Coronavirus, Hong Kong: «Nessuna psicosi ma le mascherine qui sono finite, arrivano dall’Italia» – Il racconto

Antonio dice che probabilmente ancora qualcosa non quadra nei dati diffusi dal governo cinese, «le percentuali sono sballate, non tornano, è chiaro che stanno ancora nascondendo molto della reale situazione»

A Hong Kong vivono più di sette milioni di abitanti. In queste settimane, per il dilagare del Coronavirus e delle cronache locali che a tutte le ore battono bollettini medici, il traffico per le strade si è dimezzato, così come nei treni della metropolitana. E poi le code alle casse nei supermercati, ogni cosa sta vedendo un progressivo diminuire dell’afflusso di gente.


Nel frattempo, è stata registrata la prima vittima e centinaia di medici e paramedici stanno scioperando e manifestando in città per chiedere al governo locale la chiusura del confine con la Cina. «Siamo a dodici casi, anche se non ho ancora letto l’ultimo bollettino medico. Diciamo che qui in città, rispetto alla Cina in generale, la situazione è più tranquilla».


Antonio vive e lavora a Hong Kong da quasi trent’anni per una società che si occupa di import-export. Quando lo raggiungiamo al telefono, in Italia sono le 8 del mattino, sette ore indietro rispetto al suo fuso orario.

«Buon pomeriggio per me e buongiorno a voi. Sono sceso da poco di casa con la mia famiglia, abbiamo preso la metropolitana. Non sembra di essere in una città abitata da zombie, nessuno scenario apocalittico ma comunque siamo dimezzati».

Ci spiega che il fenomeno, oltre a riguardare il coronavirus, è accentuato anche dal fatto che laggiù si sta festeggiando il Capodanno cinese. Molti abitanti anziché rimanere in città, preferiscono fare le valige per andare a celebrare il nuovo anno altrove.

«Abbiamo finito le mascherine. Già è la norma per noi portarle – dopo la Sars nel 2003 è diventata una regola tacita. Chiunque accusi raffreddore o tosse in automatico le indossa – ma sono già due settimane che le farmacie hanno terminato le scorte. E se ne arriva qualcuna, le centellinano. Io me le sto facendo spedire da mio fratello che vive in Italia, qui ormai è impossibile trovarne».

Le notizie sul coronavirus, lì, circolano dagli inizi di dicembre. Sono stati otto medici di Hong Kong a dare la notizia per primi. Tornati in città, dopo essere stati a Wuhan, hanno riscontrato i medesimi sintomi tra di loro.

«Lo hanno scritto su un blog. Ricordo che il pezzo titolava una cosa come: “È arrivata una nuova Sars?”. Solo che, come tutti sanno, in Cina, con la dittatura, è praticamente impossibile fare libera informazione, specie se di tipo medico-scientifico. Ogni notizia deve passare al vaglio del governo centrale. Internet è costantemente sotto controllo, con migliaia di persone assunte solo per fare da filtro al flusso di informazioni. E infatti quell’articolo è stato cancellato e i medici sono stati arrestati».
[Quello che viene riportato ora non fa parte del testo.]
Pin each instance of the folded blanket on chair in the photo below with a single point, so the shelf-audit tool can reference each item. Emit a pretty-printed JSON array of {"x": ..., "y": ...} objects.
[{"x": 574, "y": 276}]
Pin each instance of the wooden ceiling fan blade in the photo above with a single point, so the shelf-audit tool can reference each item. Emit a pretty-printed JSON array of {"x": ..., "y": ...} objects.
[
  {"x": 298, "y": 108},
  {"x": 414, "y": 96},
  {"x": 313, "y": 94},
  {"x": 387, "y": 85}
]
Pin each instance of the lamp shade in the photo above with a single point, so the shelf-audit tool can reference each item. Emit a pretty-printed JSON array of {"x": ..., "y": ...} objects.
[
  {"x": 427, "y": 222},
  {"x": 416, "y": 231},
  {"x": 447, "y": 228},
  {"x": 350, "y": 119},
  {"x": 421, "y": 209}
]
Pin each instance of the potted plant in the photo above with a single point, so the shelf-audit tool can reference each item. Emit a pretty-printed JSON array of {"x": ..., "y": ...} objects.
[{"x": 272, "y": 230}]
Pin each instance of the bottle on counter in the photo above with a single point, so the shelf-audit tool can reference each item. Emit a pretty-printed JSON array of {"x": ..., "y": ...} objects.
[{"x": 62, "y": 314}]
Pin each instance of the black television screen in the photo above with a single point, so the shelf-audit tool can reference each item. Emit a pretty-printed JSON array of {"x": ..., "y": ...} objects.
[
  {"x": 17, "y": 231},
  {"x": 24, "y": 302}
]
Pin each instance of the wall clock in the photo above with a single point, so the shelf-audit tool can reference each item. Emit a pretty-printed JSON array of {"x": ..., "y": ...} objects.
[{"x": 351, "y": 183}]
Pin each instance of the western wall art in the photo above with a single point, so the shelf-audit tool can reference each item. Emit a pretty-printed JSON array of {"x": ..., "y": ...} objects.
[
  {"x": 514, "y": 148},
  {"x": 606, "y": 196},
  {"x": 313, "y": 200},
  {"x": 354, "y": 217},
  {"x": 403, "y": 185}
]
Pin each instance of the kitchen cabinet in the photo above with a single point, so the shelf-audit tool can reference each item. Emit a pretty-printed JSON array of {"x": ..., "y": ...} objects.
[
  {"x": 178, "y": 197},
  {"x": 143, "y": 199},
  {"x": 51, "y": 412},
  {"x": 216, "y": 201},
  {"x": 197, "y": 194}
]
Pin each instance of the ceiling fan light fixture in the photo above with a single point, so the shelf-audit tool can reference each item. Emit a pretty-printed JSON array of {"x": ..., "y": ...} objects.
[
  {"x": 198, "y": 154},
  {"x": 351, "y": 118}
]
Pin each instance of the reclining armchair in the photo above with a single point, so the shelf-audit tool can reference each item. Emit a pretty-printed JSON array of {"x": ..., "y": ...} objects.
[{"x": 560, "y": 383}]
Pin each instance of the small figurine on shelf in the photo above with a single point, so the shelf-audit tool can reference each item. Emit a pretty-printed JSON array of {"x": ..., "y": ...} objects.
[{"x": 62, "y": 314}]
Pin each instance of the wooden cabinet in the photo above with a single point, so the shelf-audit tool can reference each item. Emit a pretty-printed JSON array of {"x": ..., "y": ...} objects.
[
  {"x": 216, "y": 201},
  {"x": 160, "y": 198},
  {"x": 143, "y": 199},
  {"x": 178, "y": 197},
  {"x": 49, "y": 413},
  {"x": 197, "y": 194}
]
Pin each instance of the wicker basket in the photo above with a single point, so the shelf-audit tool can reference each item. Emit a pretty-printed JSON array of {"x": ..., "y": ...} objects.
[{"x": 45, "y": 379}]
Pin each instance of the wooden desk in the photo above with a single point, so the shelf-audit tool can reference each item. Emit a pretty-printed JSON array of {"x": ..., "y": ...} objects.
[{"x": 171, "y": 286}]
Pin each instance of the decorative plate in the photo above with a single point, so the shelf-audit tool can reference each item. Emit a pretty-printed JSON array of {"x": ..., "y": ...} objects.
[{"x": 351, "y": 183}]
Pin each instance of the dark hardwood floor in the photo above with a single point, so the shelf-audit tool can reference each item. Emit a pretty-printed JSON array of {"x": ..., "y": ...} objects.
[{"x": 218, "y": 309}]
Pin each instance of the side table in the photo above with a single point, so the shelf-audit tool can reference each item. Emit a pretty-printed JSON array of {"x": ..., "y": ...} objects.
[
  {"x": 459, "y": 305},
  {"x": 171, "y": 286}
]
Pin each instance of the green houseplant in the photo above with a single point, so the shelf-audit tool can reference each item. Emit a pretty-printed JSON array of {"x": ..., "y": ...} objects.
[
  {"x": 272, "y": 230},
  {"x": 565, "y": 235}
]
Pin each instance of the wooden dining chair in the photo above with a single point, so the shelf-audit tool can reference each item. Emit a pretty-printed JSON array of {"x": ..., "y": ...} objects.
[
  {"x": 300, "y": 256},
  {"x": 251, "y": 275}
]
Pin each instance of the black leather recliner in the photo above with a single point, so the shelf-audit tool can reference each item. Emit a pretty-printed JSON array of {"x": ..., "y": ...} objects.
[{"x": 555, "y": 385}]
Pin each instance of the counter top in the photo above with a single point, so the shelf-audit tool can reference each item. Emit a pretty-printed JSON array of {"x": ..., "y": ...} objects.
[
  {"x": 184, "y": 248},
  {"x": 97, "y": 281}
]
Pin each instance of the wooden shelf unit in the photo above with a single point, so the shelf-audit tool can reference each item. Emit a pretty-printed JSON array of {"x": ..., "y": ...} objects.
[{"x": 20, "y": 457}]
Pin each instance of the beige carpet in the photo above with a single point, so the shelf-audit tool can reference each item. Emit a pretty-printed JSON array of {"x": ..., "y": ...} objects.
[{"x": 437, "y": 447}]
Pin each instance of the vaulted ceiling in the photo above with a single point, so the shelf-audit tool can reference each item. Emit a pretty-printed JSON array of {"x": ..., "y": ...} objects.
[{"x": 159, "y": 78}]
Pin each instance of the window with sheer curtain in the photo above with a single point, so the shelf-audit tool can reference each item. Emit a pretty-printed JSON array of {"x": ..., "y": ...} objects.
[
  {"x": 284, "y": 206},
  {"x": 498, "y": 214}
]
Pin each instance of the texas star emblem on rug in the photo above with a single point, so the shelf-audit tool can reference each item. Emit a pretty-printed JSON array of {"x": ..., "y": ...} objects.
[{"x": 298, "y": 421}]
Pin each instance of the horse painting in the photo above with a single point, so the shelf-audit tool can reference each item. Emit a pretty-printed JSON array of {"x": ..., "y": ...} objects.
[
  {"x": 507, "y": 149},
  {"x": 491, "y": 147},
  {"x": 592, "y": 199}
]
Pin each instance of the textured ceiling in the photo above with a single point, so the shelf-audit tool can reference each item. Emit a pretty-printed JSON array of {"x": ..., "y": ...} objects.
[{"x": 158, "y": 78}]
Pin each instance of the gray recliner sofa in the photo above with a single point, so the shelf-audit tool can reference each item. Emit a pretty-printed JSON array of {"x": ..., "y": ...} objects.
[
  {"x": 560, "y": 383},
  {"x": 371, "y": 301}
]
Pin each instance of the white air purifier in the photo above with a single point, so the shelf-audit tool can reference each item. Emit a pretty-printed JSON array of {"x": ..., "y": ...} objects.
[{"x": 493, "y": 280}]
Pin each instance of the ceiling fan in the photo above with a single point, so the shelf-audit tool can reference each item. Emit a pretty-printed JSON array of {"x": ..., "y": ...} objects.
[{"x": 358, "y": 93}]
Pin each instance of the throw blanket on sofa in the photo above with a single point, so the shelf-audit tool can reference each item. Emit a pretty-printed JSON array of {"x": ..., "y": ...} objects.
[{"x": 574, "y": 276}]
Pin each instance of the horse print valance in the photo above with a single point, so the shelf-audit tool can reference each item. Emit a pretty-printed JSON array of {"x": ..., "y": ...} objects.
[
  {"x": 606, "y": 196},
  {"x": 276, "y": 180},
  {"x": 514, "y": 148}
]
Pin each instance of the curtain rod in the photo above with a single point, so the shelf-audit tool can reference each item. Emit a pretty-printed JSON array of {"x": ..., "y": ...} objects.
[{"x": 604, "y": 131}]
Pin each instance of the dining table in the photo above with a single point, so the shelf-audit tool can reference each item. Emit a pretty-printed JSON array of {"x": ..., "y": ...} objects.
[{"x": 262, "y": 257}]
Antonio dice che probabilmente ancora qualcosa non quadra nei dati diffusi dal governo cinese, «le percentuali sono sballate, non tornano, è chiaro che stanno ancora nascondendo molto della reale situazione. Basta pensare che nel 2003, la Cina già contava i morti per la Sars e il governo si ostinava a negare ci fosse un virus in circolazione».
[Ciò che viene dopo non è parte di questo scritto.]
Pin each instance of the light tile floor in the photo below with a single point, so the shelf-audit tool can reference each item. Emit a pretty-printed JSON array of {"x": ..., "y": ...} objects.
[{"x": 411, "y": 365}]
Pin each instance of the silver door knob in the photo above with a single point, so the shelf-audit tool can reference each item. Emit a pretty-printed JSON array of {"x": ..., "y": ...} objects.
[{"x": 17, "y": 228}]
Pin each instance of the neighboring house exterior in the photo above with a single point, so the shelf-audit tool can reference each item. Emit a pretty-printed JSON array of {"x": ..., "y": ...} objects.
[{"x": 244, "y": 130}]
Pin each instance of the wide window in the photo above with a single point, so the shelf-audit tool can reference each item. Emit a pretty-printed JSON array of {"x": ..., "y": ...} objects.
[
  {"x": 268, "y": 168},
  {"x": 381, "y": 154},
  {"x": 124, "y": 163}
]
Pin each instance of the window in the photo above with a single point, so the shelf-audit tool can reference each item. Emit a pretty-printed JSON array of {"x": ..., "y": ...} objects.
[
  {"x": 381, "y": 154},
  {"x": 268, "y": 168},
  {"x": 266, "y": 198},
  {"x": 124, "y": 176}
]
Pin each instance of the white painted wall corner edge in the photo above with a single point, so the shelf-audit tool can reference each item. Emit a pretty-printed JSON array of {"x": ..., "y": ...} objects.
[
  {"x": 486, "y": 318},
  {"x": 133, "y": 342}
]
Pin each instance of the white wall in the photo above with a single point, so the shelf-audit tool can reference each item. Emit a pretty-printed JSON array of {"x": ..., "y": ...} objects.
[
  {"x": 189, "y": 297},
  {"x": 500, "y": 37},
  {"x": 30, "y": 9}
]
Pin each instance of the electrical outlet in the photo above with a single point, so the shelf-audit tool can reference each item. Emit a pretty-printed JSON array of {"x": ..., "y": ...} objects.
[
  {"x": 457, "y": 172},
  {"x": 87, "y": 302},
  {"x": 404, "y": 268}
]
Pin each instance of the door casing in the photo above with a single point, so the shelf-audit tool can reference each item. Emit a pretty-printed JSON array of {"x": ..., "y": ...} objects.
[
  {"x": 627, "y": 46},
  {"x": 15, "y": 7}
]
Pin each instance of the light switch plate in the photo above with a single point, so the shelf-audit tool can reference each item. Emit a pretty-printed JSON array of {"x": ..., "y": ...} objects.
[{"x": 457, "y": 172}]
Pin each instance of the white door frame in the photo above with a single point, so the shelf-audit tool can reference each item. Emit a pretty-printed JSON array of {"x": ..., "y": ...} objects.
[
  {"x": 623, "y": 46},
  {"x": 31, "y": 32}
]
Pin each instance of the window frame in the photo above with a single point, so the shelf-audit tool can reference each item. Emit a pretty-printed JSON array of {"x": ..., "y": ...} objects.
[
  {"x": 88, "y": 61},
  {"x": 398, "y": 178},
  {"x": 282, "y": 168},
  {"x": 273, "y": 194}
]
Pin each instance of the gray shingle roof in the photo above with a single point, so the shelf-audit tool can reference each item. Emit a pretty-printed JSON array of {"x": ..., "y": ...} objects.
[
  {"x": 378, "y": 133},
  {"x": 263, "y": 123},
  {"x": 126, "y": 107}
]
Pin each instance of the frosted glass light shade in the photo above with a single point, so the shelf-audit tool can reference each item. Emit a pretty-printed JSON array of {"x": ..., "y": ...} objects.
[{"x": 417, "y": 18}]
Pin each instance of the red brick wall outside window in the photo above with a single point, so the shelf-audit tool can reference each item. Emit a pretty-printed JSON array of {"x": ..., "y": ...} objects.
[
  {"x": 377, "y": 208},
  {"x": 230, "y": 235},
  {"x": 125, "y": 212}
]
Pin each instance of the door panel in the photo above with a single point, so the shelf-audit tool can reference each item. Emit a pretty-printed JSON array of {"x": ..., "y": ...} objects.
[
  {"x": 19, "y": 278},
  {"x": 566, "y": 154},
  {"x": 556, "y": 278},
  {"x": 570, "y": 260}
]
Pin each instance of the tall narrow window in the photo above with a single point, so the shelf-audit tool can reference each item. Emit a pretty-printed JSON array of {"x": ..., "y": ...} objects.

L’entità della cosa, ci spiega, non è affatto paragonabile alla Sars. Gli abitanti stanno prendendo precauzioni, ma la psicosi di massa è tenuta a freno. «Poi magari entri al supermercato e ti accorgi che qualcosa non va perché trovi interi scaffali vuoti e allora capisci che c’è gente un po’ più impanicata di altra, che ha fatto le scorte di cibo e si è chiusa in casa. Però la maggior parte di noi conduce una vita normale».

A Hong Kong le scuole sono chiuse, e resteranno coi cancelli sbarrati per oltre un mese. Oggi però hanno riaperto gli uffici pubblici e quelli privati: «La regola per gli uffici, non scritta, è che se sei stato in Cina nell’ultima settimana e sei rientrato a Hong Kong, te ne stai due settimane a casa, lavorando da casa. Diversamente dal virus della Sars, questo – come si sa – ha un periodo di incubazione. Io, ad esempio, sono rientrato a lavoro ma ho due dipendenti che lavoreranno stando nella loro abitazione».

Gli uffici del governo, che hanno tenuto il grande segreto sul virus fino a poco fa, riapriranno la prossima settimana.